Public space and private space in Morocco are two very different worlds.  You often read about how the Moroccan home is a sphere of tranquillity and privacy and a shelter from the outside world.  This is true and people inside the home treat each other with respect and love and men act courteously and worship their mothers.  Well they should be because the streets are a harsh and unforgiving place where these same men can do just about anything they want and women are only tolerated. 

It is not uncommon to see men spitting, peeing on trees or walls and hear them making rude or obscene comments to passing women.  Trash goes on the ground, garbage piles up and the city streets take a real beating.  For anyone who imagines strolling peacefully through wide boulevards lined with beautiful gardens, Fez can only partially provide that experience. Women on the street find protection in numbers, often walking with family members and girlfriends, but when seen alone they are automatically judged as prostitutes. 

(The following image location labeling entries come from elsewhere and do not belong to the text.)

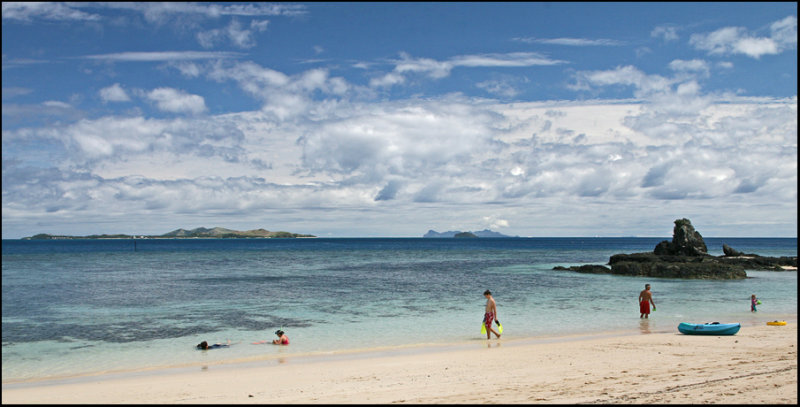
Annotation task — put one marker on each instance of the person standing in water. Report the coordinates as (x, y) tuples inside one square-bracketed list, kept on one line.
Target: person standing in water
[(645, 299), (490, 314), (282, 338)]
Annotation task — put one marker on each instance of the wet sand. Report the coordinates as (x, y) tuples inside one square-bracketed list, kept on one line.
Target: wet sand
[(756, 366)]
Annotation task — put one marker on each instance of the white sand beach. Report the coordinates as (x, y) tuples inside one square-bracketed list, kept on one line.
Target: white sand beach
[(756, 366)]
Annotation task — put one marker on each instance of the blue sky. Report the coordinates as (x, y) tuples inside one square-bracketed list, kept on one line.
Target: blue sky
[(389, 119)]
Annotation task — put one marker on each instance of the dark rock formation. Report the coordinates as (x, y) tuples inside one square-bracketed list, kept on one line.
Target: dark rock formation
[(685, 241), (674, 266), (686, 256), (586, 268)]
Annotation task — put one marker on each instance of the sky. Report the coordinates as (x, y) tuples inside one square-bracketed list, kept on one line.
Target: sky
[(390, 119)]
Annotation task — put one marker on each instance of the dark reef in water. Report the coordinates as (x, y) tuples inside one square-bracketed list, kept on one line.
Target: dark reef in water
[(686, 256)]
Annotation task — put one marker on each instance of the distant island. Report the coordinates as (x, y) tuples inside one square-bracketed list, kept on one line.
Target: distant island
[(460, 234), (214, 233)]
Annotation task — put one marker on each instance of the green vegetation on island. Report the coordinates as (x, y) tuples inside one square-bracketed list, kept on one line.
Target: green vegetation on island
[(214, 233)]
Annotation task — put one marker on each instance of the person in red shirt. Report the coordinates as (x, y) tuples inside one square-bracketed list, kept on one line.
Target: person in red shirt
[(282, 338)]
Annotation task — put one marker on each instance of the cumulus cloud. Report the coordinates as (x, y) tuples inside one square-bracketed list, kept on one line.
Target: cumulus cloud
[(234, 33), (738, 40), (114, 93), (667, 32), (177, 101), (440, 69)]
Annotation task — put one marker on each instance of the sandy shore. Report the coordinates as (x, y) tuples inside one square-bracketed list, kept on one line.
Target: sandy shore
[(756, 366)]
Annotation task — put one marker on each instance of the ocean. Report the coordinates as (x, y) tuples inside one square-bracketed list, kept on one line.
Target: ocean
[(82, 307)]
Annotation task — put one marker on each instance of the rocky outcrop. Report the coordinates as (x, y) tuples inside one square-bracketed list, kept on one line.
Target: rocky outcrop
[(586, 268), (674, 266), (686, 256), (685, 241)]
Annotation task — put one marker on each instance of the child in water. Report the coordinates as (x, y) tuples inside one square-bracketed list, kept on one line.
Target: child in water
[(282, 338)]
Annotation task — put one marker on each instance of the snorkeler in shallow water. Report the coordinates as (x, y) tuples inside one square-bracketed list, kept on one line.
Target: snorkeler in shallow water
[(205, 346)]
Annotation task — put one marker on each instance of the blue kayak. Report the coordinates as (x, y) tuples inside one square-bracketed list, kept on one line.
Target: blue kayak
[(714, 328)]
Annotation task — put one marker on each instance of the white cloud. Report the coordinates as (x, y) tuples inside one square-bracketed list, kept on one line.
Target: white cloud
[(573, 42), (442, 159), (667, 32), (114, 93), (694, 65), (58, 104), (441, 69), (737, 40), (162, 56), (177, 101), (234, 33), (27, 11)]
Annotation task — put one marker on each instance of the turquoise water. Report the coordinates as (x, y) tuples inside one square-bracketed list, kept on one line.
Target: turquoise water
[(81, 307)]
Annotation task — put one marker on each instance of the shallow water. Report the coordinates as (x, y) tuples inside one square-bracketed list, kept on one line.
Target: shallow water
[(76, 307)]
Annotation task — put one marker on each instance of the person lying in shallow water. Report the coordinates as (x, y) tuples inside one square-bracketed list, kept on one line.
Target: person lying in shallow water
[(205, 346)]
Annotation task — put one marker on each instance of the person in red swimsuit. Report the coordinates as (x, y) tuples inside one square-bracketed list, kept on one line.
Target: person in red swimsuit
[(282, 338), (490, 314), (645, 299)]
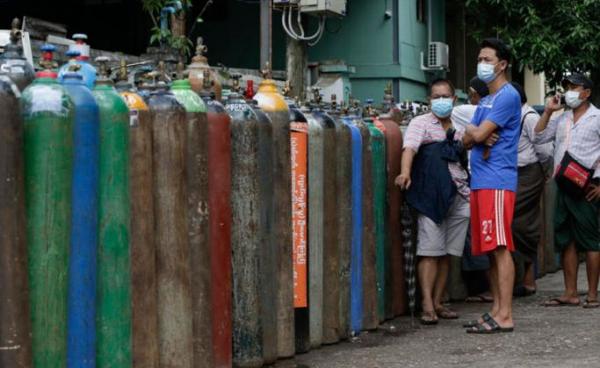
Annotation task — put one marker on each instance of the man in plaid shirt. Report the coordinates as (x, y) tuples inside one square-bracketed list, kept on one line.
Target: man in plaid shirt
[(576, 131)]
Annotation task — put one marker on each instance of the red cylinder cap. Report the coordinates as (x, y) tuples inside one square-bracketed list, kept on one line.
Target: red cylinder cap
[(46, 74), (249, 89)]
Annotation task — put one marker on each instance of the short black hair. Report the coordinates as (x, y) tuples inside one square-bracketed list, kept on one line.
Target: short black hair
[(521, 91), (479, 86), (502, 50), (439, 81)]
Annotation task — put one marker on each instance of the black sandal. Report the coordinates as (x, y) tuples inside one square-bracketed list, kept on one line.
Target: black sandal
[(474, 323), (494, 328), (428, 319)]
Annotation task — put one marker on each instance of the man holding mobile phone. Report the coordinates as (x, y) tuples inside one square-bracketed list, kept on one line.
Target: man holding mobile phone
[(576, 133), (494, 182)]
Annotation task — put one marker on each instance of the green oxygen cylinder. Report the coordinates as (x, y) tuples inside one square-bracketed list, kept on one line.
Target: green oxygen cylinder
[(48, 115), (113, 319)]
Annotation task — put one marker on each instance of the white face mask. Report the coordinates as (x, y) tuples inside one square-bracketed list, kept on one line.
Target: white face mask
[(572, 99)]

One of the things I quickly discovered, too, is that driving a car does not necessarily provide protection from the street.  Male drivers are aggressive and it is commonly assumed women are poor drivers.  They will also try to attract you when stopped at red lights and intersections.  Moroccans like a good cluster-fuck at the intersection, jamming their cars into gridlock, then blowing the horns full blast.  I find it helps to look straight ahead, just like when walking down the street, drive like I know where I am going and aggressively maintain my space. 

For the most part, my experience on the street is probably less stressful than that of a Moroccan woman but it is still not the place I want to spend any amount of time.  I do my business and get inside.  


  1. Sounds like your not enjoying life in Fez. How long have you been there? I thought about moving to Morocco but I keep hearing stories
    that you always have to pay off everyone just to get things done and still alot of cruption going on. I thought it would be a peaceful-laid back kind of life. From what I heard, you could live very well off $1000 a month there if you already have your house and car. I like to see your comments on living in Morocco.


  2. Actually, I do like living in Morocco. I love it here and feel 100% comfortable. Like anyplace, it has good things and bad things about it. When I wrote this article, I had been talking to several young women adapting to the differences of the street here as opposed to their homes and to some Moroccan women who agreed that yes, the street is still a predominantly male territory. As such, and until it changes, you have to know the "rules".

    Street life is one of the difficult, not necessarily bad, aspects of living here. Use of public space, perception of public space, is very different. It is simply a place to do business, to get from point A to point B, and to remain as anonymous as possible.

    I think this is changing a lot. Public spaces for relaxation and enjoyment are being developed and people are using them. Women are using them. Families are using them. Ultimately, the bullies will be run off to the fringes and become less noticeable and less accepted.